When I began my journey into entrepreneurship in the late 1990s, I was attracted to major industries poised for disruption, thanks to the advent of technology such as the Internet. The people I admired and admired at the time – Jeff Bezos, Pierre Omidyar, and Elon Musk–brought a different perspective to the industry they changed. Inspired by these men, I spent several years launching and growing travel businesses before focusing my attention on furniture for homes around ten years in the past.
In my head, I’ve always been fascinated by the field of healthcare due to its enormous scale and impact on society. Healthcare is the only industry that impacts everyone as profoundly and as directly as healthcare. Healthcare makes up nearly 20% of U.S. GDP and more than 4 trillion dollars in annual worldwide spending.
The healthcare industry is also a highly personal field despite its size, with a lot of individual interactions between clinicians and patients and an endless array of administrators. Healthcare is a private affair that adds additional concerns like the privacy of data, rights for patients, and legal responsibility to an already complex field. If entrepreneurship is built upon learning about an industry to improve it, then the initial education curve for healthcare professionals is steep and intimidating.
Recently I met a gifted group of entrepreneurs who can take on some of the most challenging issues in healthcare. I’m becoming knowledgeable about the new business, just as I was at home and traveling. My course has made healthcare’s enormous magnitude and complexity evident, and it came to me that I might benefit from writing about my observations and lessons learned.
Let’s Start With Artificial Intelligence
There are many exciting aspects of healthcare that we can write about. However, I’d like to begin at the beginning with AI (AI), which is right at the crossroads of healthcare technology and technology. It offers a huge opportunity to increase the quality of healthcare for patients and reduce the cost of care. AI isn’t an unimportant buzzword but an entire range of computing technology designed to speed up and replicate human tasks. Machine Learning (ML) is a unique AI technology described as complicated statistical models to analyze vast quantities of unstructured and structured information to provide quick and insightful information that would require humans an extremely long time to process and present on their own.

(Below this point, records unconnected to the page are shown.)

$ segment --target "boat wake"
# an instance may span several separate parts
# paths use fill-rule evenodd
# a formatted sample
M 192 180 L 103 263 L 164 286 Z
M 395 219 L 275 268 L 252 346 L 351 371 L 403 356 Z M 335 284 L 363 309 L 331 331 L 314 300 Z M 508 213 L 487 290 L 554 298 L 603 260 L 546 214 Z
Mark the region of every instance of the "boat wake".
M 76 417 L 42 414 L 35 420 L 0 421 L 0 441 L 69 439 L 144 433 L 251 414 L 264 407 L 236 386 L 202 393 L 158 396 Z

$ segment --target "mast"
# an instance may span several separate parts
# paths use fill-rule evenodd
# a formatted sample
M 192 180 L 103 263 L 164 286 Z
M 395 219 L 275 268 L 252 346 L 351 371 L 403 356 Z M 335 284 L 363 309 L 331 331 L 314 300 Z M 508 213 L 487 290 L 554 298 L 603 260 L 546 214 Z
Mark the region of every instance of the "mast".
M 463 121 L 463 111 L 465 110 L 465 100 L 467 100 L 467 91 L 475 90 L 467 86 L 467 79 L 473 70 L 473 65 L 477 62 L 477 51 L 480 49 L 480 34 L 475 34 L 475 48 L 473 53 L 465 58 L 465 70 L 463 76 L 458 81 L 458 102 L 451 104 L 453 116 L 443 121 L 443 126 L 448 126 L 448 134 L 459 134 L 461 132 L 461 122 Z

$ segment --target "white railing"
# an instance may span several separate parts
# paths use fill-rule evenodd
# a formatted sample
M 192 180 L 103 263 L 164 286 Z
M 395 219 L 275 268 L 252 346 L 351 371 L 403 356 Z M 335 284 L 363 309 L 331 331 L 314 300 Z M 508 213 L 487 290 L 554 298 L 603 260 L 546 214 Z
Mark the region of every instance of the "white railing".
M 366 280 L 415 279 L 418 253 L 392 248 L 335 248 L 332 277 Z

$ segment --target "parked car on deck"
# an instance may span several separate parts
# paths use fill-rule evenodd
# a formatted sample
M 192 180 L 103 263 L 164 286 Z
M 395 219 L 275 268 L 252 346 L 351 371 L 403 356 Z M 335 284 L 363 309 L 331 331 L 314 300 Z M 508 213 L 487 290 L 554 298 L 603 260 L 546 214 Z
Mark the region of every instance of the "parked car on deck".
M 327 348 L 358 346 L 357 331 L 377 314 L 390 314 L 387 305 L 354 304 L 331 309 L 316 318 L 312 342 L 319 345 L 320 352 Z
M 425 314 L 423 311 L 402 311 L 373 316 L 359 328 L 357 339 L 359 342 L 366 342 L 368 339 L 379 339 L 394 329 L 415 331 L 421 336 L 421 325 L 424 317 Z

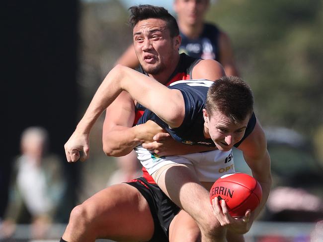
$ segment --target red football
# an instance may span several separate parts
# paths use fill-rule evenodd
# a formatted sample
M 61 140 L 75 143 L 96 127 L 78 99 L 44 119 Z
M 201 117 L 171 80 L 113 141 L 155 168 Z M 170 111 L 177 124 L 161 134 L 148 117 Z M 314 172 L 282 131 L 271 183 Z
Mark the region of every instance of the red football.
M 210 201 L 217 197 L 224 199 L 232 216 L 244 216 L 253 211 L 261 200 L 262 191 L 257 180 L 244 173 L 225 175 L 218 179 L 210 190 Z

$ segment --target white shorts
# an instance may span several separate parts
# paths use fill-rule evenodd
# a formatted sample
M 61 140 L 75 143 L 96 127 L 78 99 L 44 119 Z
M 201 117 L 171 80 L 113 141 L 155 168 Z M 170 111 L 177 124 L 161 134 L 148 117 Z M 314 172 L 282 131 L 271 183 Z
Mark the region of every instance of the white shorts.
M 234 173 L 232 151 L 213 150 L 188 155 L 160 157 L 141 145 L 135 148 L 138 160 L 152 175 L 161 167 L 170 164 L 192 165 L 200 182 L 214 182 L 224 175 Z

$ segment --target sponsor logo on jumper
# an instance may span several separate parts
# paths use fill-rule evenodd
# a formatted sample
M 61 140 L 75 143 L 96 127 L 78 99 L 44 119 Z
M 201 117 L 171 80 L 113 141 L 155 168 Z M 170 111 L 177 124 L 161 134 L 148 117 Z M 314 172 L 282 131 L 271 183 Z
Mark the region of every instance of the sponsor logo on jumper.
M 224 163 L 227 163 L 228 162 L 230 162 L 233 159 L 233 155 L 232 154 L 232 151 L 231 151 L 230 152 L 230 154 L 228 156 L 228 157 L 226 158 L 226 160 L 225 161 Z
M 220 168 L 219 169 L 219 173 L 223 173 L 225 172 L 227 172 L 229 170 L 233 169 L 234 169 L 235 165 L 233 164 L 231 166 L 227 166 L 227 167 L 225 167 L 224 168 Z
M 151 156 L 151 158 L 153 159 L 153 162 L 154 163 L 158 162 L 161 160 L 162 160 L 162 159 L 164 157 L 164 156 L 160 156 L 157 154 L 156 154 L 155 153 L 152 153 Z

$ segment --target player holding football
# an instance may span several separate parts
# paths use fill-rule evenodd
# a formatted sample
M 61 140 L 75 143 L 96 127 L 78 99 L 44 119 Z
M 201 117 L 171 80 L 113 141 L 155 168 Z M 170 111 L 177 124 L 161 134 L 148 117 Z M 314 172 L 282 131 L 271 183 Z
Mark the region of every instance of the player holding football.
M 188 59 L 186 57 L 183 58 L 182 56 L 180 57 L 178 52 L 177 52 L 178 45 L 180 42 L 180 38 L 178 38 L 178 35 L 170 35 L 172 29 L 169 27 L 169 22 L 167 22 L 164 18 L 162 21 L 159 21 L 161 20 L 159 18 L 160 17 L 156 16 L 153 18 L 148 17 L 147 19 L 140 19 L 136 23 L 135 27 L 134 28 L 134 33 L 138 33 L 137 35 L 134 36 L 135 46 L 138 47 L 138 56 L 140 57 L 140 60 L 143 62 L 143 67 L 146 69 L 147 73 L 152 73 L 150 74 L 150 75 L 163 83 L 166 83 L 169 80 L 171 80 L 171 79 L 173 80 L 176 79 L 175 77 L 169 78 L 170 76 L 171 77 L 179 75 L 180 77 L 177 76 L 178 78 L 187 78 L 189 77 L 202 78 L 204 76 L 205 78 L 215 80 L 223 75 L 223 69 L 218 62 L 214 61 L 209 60 L 201 60 L 199 62 L 198 61 L 192 61 L 191 63 L 193 63 L 192 66 L 191 68 L 189 67 L 190 65 L 187 63 L 187 61 L 186 61 Z M 166 23 L 167 24 L 165 24 Z M 143 23 L 143 24 L 141 25 L 141 24 Z M 138 27 L 137 28 L 137 27 Z M 145 30 L 147 29 L 149 30 L 155 29 L 156 31 L 146 31 Z M 143 38 L 144 40 L 142 40 Z M 148 42 L 150 43 L 151 44 L 147 45 Z M 144 45 L 143 45 L 143 43 Z M 186 60 L 183 61 L 183 59 L 184 60 Z M 190 59 L 189 60 L 191 60 Z M 165 65 L 166 65 L 165 66 Z M 187 65 L 187 69 L 183 68 L 183 65 L 185 66 L 185 65 Z M 162 65 L 162 70 L 160 70 L 161 69 L 160 69 L 159 72 L 155 71 L 155 73 L 153 73 L 154 72 L 154 68 L 160 65 Z M 164 66 L 162 66 L 162 65 Z M 182 70 L 182 69 L 184 69 L 185 71 L 188 70 L 190 71 L 186 72 L 184 71 L 184 73 L 181 71 L 176 72 L 178 69 Z M 191 75 L 189 76 L 189 77 L 188 76 L 188 72 L 191 74 Z M 178 74 L 179 74 L 178 75 Z M 131 149 L 134 146 L 137 145 L 138 140 L 135 140 L 137 138 L 134 137 L 134 133 L 146 134 L 147 133 L 147 130 L 153 130 L 153 131 L 151 132 L 151 133 L 148 134 L 144 138 L 142 137 L 141 138 L 143 140 L 146 139 L 145 141 L 148 142 L 151 140 L 152 137 L 158 132 L 156 131 L 156 126 L 158 128 L 157 130 L 161 130 L 160 128 L 158 128 L 159 126 L 156 125 L 154 126 L 153 124 L 155 123 L 153 122 L 141 124 L 133 128 L 127 127 L 126 126 L 128 125 L 132 125 L 134 118 L 134 115 L 132 114 L 134 113 L 133 99 L 129 98 L 129 96 L 125 93 L 123 93 L 121 95 L 119 96 L 118 99 L 119 99 L 119 101 L 114 102 L 108 109 L 108 110 L 111 109 L 110 109 L 110 111 L 108 111 L 107 112 L 107 116 L 109 119 L 115 117 L 116 120 L 119 122 L 119 125 L 111 125 L 112 127 L 110 127 L 109 132 L 114 133 L 115 135 L 111 134 L 110 136 L 105 135 L 106 140 L 105 142 L 104 140 L 103 140 L 104 143 L 105 143 L 106 144 L 107 143 L 112 147 L 115 145 L 116 144 L 118 146 L 117 148 L 119 147 L 119 150 L 116 148 L 111 149 L 111 151 L 116 151 L 114 155 L 122 155 L 127 153 L 127 149 L 120 148 L 122 147 L 120 144 L 122 144 L 123 142 L 125 142 L 125 140 L 127 138 L 128 140 L 131 140 L 132 138 L 133 140 L 130 142 L 132 143 L 126 144 L 128 146 L 125 145 L 125 147 L 130 147 L 130 149 Z M 120 105 L 120 104 L 122 104 Z M 125 104 L 126 104 L 125 105 Z M 121 109 L 120 108 L 119 109 L 111 108 L 113 106 L 115 107 L 122 107 L 123 108 Z M 113 116 L 108 116 L 108 113 L 112 113 L 110 112 L 111 110 L 117 111 L 118 113 L 113 113 Z M 122 119 L 118 117 L 121 117 Z M 120 122 L 123 121 L 125 122 L 127 124 L 123 124 L 123 126 L 122 125 L 122 123 L 120 125 Z M 105 125 L 105 126 L 106 127 L 107 125 Z M 152 128 L 152 127 L 154 128 Z M 144 132 L 141 132 L 141 130 L 144 130 Z M 132 132 L 134 132 L 134 133 Z M 121 135 L 116 135 L 118 133 L 122 134 Z M 260 154 L 262 154 L 262 152 L 264 152 L 264 151 L 266 150 L 265 142 L 265 143 L 263 142 L 256 143 L 256 141 L 258 139 L 260 139 L 260 141 L 263 141 L 262 139 L 263 138 L 263 134 L 259 124 L 256 124 L 253 131 L 239 146 L 239 148 L 242 146 L 246 147 L 250 146 L 252 147 L 254 145 L 254 144 L 252 144 L 252 141 L 254 141 L 257 144 L 257 146 L 253 146 L 253 148 L 255 148 L 254 152 L 252 154 L 248 154 L 248 156 L 253 156 L 254 159 L 257 157 L 261 156 Z M 160 136 L 161 134 L 159 134 L 159 136 Z M 107 138 L 107 137 L 109 137 L 109 138 Z M 110 138 L 111 139 L 109 139 Z M 118 141 L 118 138 L 124 139 L 124 140 Z M 126 143 L 126 142 L 125 143 Z M 174 143 L 172 143 L 171 146 L 175 147 L 174 144 Z M 179 143 L 178 144 L 176 147 L 180 144 Z M 132 145 L 132 147 L 131 147 Z M 194 152 L 194 151 L 205 150 L 206 149 L 203 147 L 199 147 L 199 149 L 194 146 L 182 145 L 186 148 L 186 150 L 189 150 L 191 152 Z M 106 147 L 105 148 L 106 149 Z M 78 147 L 78 148 L 80 148 L 80 147 Z M 87 148 L 88 147 L 84 147 L 85 151 Z M 129 148 L 128 149 L 129 149 Z M 168 148 L 166 149 L 170 150 Z M 174 151 L 173 150 L 170 152 Z M 183 151 L 181 151 L 181 152 Z M 165 152 L 164 151 L 163 153 L 164 153 Z M 87 152 L 85 153 L 87 154 Z M 266 154 L 266 153 L 263 153 L 263 154 Z M 269 162 L 269 157 L 268 159 Z M 262 165 L 263 164 L 259 165 L 259 166 Z M 189 165 L 187 166 L 189 167 Z M 257 177 L 257 174 L 260 173 L 260 171 L 255 170 L 256 167 L 257 167 L 254 168 L 255 177 Z M 263 167 L 265 166 L 263 166 Z M 180 170 L 181 168 L 179 168 L 178 169 Z M 172 170 L 173 170 L 172 169 L 173 168 L 172 168 Z M 184 171 L 185 172 L 185 171 L 186 170 Z M 233 171 L 231 171 L 232 172 Z M 184 172 L 183 175 L 186 176 L 188 180 L 191 179 L 190 176 L 188 176 L 189 174 L 186 173 L 187 173 Z M 268 180 L 266 175 L 269 174 L 270 178 L 270 171 L 264 169 L 263 173 L 264 174 L 263 176 L 260 176 L 258 174 L 258 176 L 260 178 L 260 180 L 263 181 L 262 182 L 263 189 L 265 191 L 268 191 L 270 186 L 268 185 L 270 184 L 270 179 Z M 266 179 L 260 179 L 261 177 Z M 194 179 L 195 178 L 194 178 Z M 268 181 L 269 181 L 269 183 L 266 183 Z M 137 182 L 137 183 L 140 183 L 140 181 Z M 144 186 L 144 185 L 143 185 Z M 265 189 L 265 187 L 266 187 L 267 189 Z M 154 187 L 152 189 L 160 189 L 157 185 Z M 199 186 L 199 187 L 200 187 Z M 157 194 L 159 193 L 162 193 L 159 192 L 159 190 L 157 190 L 154 193 L 155 196 L 157 196 Z M 207 191 L 207 190 L 204 189 L 204 190 Z M 153 192 L 152 189 L 147 189 L 147 191 L 148 193 Z M 264 194 L 265 191 L 264 191 Z M 164 241 L 162 240 L 167 239 L 166 237 L 165 239 L 164 235 L 165 232 L 166 234 L 168 233 L 168 225 L 170 223 L 169 236 L 171 241 L 181 241 L 181 239 L 182 240 L 182 241 L 198 241 L 199 238 L 197 237 L 197 235 L 199 235 L 200 230 L 199 227 L 196 226 L 195 220 L 184 210 L 181 210 L 177 214 L 179 208 L 175 205 L 174 206 L 174 204 L 172 204 L 172 205 L 171 201 L 167 201 L 167 197 L 163 196 L 162 194 L 161 194 L 161 196 L 162 197 L 161 198 L 163 200 L 161 200 L 161 202 L 168 202 L 169 206 L 167 208 L 172 208 L 173 211 L 172 214 L 168 213 L 167 215 L 169 217 L 168 218 L 165 218 L 165 216 L 163 215 L 162 218 L 166 218 L 164 221 L 164 224 L 162 224 L 162 227 L 164 228 L 159 226 L 159 224 L 162 223 L 162 221 L 159 220 L 160 216 L 154 216 L 154 214 L 156 215 L 156 212 L 154 210 L 154 207 L 153 207 L 156 206 L 156 208 L 158 210 L 158 212 L 162 213 L 162 211 L 161 210 L 164 208 L 163 205 L 165 203 L 163 203 L 162 206 L 157 207 L 157 205 L 158 204 L 156 204 L 156 201 L 153 201 L 152 203 L 151 201 L 146 200 L 146 197 L 144 197 L 137 189 L 124 183 L 113 186 L 101 191 L 84 202 L 81 205 L 77 206 L 74 209 L 71 214 L 69 226 L 63 236 L 63 238 L 67 241 L 94 241 L 97 238 L 109 238 L 116 240 L 128 240 L 134 241 L 147 241 L 151 239 L 152 241 L 158 241 L 157 239 L 161 238 L 161 241 Z M 199 198 L 199 197 L 197 197 Z M 263 201 L 265 202 L 266 200 L 266 197 Z M 149 202 L 149 205 L 147 201 Z M 118 204 L 119 206 L 116 207 L 116 203 Z M 196 202 L 195 204 L 196 204 Z M 202 213 L 207 211 L 208 210 L 204 210 L 204 211 L 202 211 Z M 255 213 L 255 214 L 256 214 L 256 213 Z M 218 215 L 217 216 L 221 215 Z M 156 219 L 156 217 L 157 217 L 157 219 Z M 173 218 L 174 218 L 173 219 Z M 223 217 L 220 217 L 218 219 L 221 221 L 223 220 Z M 136 222 L 130 224 L 129 220 L 133 220 Z M 183 223 L 183 221 L 184 223 Z M 205 222 L 206 222 L 207 221 Z M 203 221 L 201 223 L 203 223 Z M 145 226 L 143 226 L 143 224 Z M 218 224 L 217 225 L 219 225 Z M 201 227 L 201 225 L 199 226 Z M 210 228 L 210 226 L 212 226 L 212 224 L 209 226 L 205 226 L 205 228 L 206 229 L 204 228 L 204 230 L 207 231 L 207 228 Z M 162 228 L 163 229 L 162 230 L 161 230 Z M 232 230 L 228 230 L 228 232 L 231 232 Z M 229 233 L 228 234 L 229 234 Z M 181 236 L 179 236 L 179 235 Z M 162 237 L 162 236 L 164 237 Z M 179 237 L 177 237 L 177 236 L 179 236 Z M 190 237 L 190 236 L 191 238 Z M 205 236 L 203 236 L 205 237 Z
M 155 98 L 155 90 L 159 90 L 159 96 L 163 102 Z M 242 138 L 252 115 L 251 91 L 244 82 L 237 77 L 224 77 L 215 82 L 204 80 L 180 81 L 167 88 L 149 77 L 118 65 L 107 75 L 76 131 L 66 144 L 68 161 L 79 159 L 79 150 L 83 151 L 88 157 L 88 137 L 91 126 L 122 90 L 127 91 L 151 111 L 146 111 L 142 118 L 143 121 L 148 118 L 154 120 L 166 128 L 173 137 L 182 142 L 189 140 L 193 143 L 203 142 L 215 146 L 218 150 L 210 152 L 214 154 L 230 151 Z M 193 129 L 191 130 L 190 127 Z M 195 134 L 192 133 L 195 129 L 201 130 L 197 138 Z M 269 193 L 270 175 L 270 159 L 265 148 L 265 139 L 257 124 L 253 132 L 255 131 L 257 131 L 259 135 L 255 143 L 253 143 L 255 140 L 249 140 L 247 138 L 241 145 L 243 146 L 242 150 L 246 161 L 251 168 L 253 176 L 261 184 L 266 198 L 261 201 L 258 211 L 253 214 L 257 214 L 264 205 Z M 141 132 L 137 134 L 137 145 L 140 145 L 145 139 L 142 136 L 145 134 Z M 250 146 L 251 144 L 253 145 Z M 147 150 L 144 152 L 142 148 L 140 149 L 139 158 L 142 164 L 148 168 L 149 172 L 152 169 L 152 175 L 160 187 L 197 222 L 201 231 L 202 241 L 224 241 L 227 230 L 242 234 L 248 230 L 254 218 L 250 217 L 249 210 L 243 218 L 234 219 L 229 214 L 225 202 L 223 201 L 221 203 L 221 210 L 216 199 L 213 210 L 209 203 L 209 192 L 199 181 L 199 172 L 202 176 L 207 175 L 203 173 L 202 167 L 200 169 L 194 167 L 198 170 L 195 172 L 193 166 L 185 160 L 185 157 L 182 159 L 184 161 L 181 163 L 173 161 L 172 157 L 166 157 L 159 158 L 160 160 L 156 162 L 157 164 L 153 164 L 154 161 L 149 162 L 149 165 L 145 164 L 147 160 L 153 159 L 146 155 L 151 157 L 152 154 Z M 208 162 L 208 155 L 203 156 Z M 203 162 L 203 158 L 200 159 Z M 164 165 L 154 172 L 154 167 L 158 166 L 160 162 Z M 114 207 L 116 206 L 122 207 L 122 204 L 117 203 Z M 210 215 L 212 214 L 214 216 Z M 84 213 L 83 216 L 87 218 L 86 215 Z M 104 227 L 104 225 L 100 226 Z M 74 241 L 73 238 L 71 239 Z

Consumers have observed how AI and ML allow Big Tech to leverage data to predict what information or products, or services we could require. The most innovative businesses have been developed by AI and ML in various ways, including Google Ads to Amazon’s Alexa. AI needs data in the same way that humans require oxygen to grow and achieve their full potential. While the massive quantity of personal data stored by Big Tech may be scary but there’s no doubt that the results have become an essential element of our internet-based life.
Current Concerns And Uses Of AI And ML In Healthcare
AI, as well as ML applications for improving healthcare, are promising. However, results have been mixed since some of the algorithms used have been shown to produce inaccurate or flawed results. In some cases, the information presented as AI is, in reality, much more mundane, where humans are behind the scenes acting as the brains (often at offshore places).
However, advances in managing databases, digital imaging, and ML present convincing reasons to be optimistic. While we’re in the beginning stages, there has been a positive application of AI in fields like radiology. For this, researchers have created ML algorithms that use the powerful abilities of visual analysis of the latest computers to find potential instances of breast cancer that doctors may miss.
Today, increases in computing power enable companies like Google to diagnose patients using brutal methods for doctors on the human side to duplicate. For instance, Google now uses advanced machine learning to analyze vast amounts of patient data, including vital indicators like smoking history, age patterns, and even retina scans, to provide exact risks of heart disease that doctors cannot match.
An assessment using ML using clinical data could help doctors make better decisions in other scenarios. For instance, advanced ML is now able to handle a lot of the calculations used for cardiac MRI environments and other fields of expertise, meaning that radiologists do not have to compute the results manually, resulting in a faster diagnosis of patients with greater accuracy.
Now Come The Questions
These innovations, though fascinating, also raise questions within an already complicated business. Are there ways for AI and ML to improve the standard of medical treatment in areas that are not well-served and have the least number of doctors? How can AI and ML be monitored and controlled when humans aren’t able to recreate the strategies that are used? Who is responsible when an algorithm goes wrong and causes tragic consequences? In the long run, are AI and ML an addition to human doctors, or are they a substitute?
The questions are beginning to be addressed since the FDA recently approved specific algorithms for use in clinical trials without the supervision of a doctor. However, in these instances, the company that sponsors them is legally responsible for any mistakes. Imagine a possible courtroom battle where the defendant isn’t even a physician but an algorithm. It’s not exactly high-stakes, but who knows, maybe an imaginative screenwriter will develop an antihero of the future.